Hätte die WKStA die „eindeutige Rechtslage respektiert“, hätte sich die Wirtschafts- und Korruptionsstaatsanwaltschaft „diese Niederlage leicht ersparen können“, so Melchior weiter.

 

Generalsekretär Axel Melchior bei der Kampagnen-Vorstellung. Foto: ÖVP/ Jakob Glaser

Generalsekretär Axel Melchior – Foto: ÖVP/ Jakob Glaser

 

„Opposition akzeptiert Justiz offenbar nur, wenn sie in ihrem Sinn agiert“

Für den ÖVP-Fraktionsführer im Ibiza-U-Ausschuss, Andreas Hanger, ist klar, dass die Opposition die Justiz offenbar nur akzeptiere, wenn sie dem Sinn ihrer Politik entspreche.

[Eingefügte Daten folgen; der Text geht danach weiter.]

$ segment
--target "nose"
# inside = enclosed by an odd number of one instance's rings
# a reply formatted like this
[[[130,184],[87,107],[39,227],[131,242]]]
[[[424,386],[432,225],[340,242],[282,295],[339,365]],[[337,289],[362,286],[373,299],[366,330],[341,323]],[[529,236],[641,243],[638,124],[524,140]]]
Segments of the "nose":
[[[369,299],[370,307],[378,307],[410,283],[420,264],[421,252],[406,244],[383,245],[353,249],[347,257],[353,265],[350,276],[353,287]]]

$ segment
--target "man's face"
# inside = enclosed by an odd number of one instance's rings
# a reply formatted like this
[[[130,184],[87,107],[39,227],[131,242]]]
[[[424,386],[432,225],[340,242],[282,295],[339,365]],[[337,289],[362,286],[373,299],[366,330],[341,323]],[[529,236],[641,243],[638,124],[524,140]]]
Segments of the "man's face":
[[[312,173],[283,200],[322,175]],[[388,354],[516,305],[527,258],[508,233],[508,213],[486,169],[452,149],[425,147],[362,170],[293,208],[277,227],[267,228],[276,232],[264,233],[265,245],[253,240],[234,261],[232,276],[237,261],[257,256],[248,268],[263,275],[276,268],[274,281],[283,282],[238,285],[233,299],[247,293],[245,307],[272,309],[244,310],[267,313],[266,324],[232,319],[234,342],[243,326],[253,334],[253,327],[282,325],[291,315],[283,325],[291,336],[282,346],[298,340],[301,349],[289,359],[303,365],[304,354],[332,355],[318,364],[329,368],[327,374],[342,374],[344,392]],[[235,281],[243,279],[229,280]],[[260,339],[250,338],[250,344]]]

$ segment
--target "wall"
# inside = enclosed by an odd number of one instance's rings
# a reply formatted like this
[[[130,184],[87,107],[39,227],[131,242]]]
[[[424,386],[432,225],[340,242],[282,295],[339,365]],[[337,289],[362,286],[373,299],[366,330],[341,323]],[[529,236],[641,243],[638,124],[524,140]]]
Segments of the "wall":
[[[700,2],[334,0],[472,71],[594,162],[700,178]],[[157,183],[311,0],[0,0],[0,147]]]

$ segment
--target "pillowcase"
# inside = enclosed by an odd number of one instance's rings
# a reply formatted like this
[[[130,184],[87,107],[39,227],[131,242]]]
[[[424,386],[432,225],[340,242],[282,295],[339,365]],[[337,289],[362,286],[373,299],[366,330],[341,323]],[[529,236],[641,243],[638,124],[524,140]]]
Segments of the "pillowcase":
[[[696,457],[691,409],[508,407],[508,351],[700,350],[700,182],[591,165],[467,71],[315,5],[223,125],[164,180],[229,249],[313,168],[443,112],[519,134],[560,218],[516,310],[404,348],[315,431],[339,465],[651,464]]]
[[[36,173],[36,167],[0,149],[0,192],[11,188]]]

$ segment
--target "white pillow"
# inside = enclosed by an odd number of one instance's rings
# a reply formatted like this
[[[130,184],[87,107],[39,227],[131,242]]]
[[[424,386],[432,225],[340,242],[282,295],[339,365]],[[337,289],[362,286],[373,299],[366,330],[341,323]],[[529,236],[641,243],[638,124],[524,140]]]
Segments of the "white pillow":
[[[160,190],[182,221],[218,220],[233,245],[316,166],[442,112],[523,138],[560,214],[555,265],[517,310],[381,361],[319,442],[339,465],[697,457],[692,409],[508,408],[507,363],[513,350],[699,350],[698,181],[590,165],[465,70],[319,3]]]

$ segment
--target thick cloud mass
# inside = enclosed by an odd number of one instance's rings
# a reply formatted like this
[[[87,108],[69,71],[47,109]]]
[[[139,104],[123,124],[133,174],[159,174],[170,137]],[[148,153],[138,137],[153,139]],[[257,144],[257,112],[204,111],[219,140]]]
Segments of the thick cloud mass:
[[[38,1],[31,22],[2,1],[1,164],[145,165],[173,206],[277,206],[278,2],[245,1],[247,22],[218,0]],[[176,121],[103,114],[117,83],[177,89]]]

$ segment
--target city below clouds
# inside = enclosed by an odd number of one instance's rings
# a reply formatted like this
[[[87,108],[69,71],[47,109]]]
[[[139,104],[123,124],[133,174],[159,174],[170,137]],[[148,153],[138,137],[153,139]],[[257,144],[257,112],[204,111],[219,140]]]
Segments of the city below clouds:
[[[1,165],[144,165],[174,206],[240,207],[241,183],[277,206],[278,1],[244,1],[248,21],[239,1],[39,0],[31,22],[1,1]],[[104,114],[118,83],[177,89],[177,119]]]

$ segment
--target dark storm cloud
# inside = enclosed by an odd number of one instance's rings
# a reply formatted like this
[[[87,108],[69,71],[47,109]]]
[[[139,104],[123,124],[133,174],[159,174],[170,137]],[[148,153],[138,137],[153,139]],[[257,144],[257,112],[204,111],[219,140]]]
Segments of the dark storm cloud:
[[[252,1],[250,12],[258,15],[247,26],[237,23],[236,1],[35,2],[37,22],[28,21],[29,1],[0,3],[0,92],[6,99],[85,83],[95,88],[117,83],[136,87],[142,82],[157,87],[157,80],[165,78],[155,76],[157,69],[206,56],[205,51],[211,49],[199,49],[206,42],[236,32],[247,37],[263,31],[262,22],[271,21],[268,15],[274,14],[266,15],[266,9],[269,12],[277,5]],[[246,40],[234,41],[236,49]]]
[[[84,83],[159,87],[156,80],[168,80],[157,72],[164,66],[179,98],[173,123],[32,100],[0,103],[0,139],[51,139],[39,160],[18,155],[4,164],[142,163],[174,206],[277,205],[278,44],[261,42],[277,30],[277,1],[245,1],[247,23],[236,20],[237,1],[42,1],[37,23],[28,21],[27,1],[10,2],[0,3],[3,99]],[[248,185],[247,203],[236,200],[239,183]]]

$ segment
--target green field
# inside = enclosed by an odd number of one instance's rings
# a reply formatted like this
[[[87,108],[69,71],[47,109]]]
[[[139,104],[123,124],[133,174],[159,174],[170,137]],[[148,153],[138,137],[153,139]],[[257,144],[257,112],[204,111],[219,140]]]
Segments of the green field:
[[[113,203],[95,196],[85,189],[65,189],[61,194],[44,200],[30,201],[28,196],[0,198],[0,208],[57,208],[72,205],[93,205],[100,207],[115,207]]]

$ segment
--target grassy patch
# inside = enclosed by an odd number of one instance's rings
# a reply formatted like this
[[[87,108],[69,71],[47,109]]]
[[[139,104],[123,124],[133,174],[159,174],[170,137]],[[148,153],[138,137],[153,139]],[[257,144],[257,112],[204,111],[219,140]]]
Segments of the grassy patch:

So rücken „SPÖ, FPÖ und Neos immer dann zum Generalangriff gegen diese Säule unserer Demokratie aus“ – gemeint ist die Justiz – „wenn Entscheidungen in Rechtsfragen nicht ihrem politischen Kalkül entsprechen“, so Hanger.

Der Fraktionsführer erklärt weiter: „Wenn es einmal eine Entscheidung pro Sebastian Kurz gibt, dann zerplatzt der oppositionelle Slogan ‚keine Angriffe gegen die unabhängige Justiz‘ schneller als eine Seifenblase.“

Das sei vor allem vor dem Hintergrund der aktuellen BMJ-Weisung, der zufolge Bundeskanzler Sebastian Kurz nun von einem Richter – und nicht von der WKStA – einvernommen wird, alarmierend. „Denn: Hier war eine Rechtsfrage zu entscheiden, keine politische Frage“, so Hanger via Aussendung. Dass SPÖ und FPÖ aus ihrer Geschichte heraus mit Polit-Justiz liebäugeln, ist auch kein Geheimnis – die Neos opfern den letzten Lacksplitter angeblicher Liberalität nun gerade auf dem Altar der Hetze gegen die Eckpfeiler unserer Republik“, schließt Hanger.

 

Andreas Hanger fordert eine Reform der Verfahrensordnung; Foto: Elias Pargan

Andreas Hanger – Foto: Elias Pargan

Auch Experten bestätigen rechtliche Entscheidung des Ministeriums

Wie aus den Medien zu entnehmen ist, bekräftigen auch zahlreiche Rechts-Experten die Entscheidung des Ministeriums. So befindet etwa der Verfassungsrechtler Heinz Mayer zur Entscheidung, den Kanzler durch einen Richter einvernehmen zu lassen in der Kleinen Zeitung als vom Ministerium „kluge Entscheidung“.

Laut Mayer gibt es „gute Gründe, das so zu entscheiden“, schließlich sei es auch „genau so in der Strafprozessordnung vorgesehen“.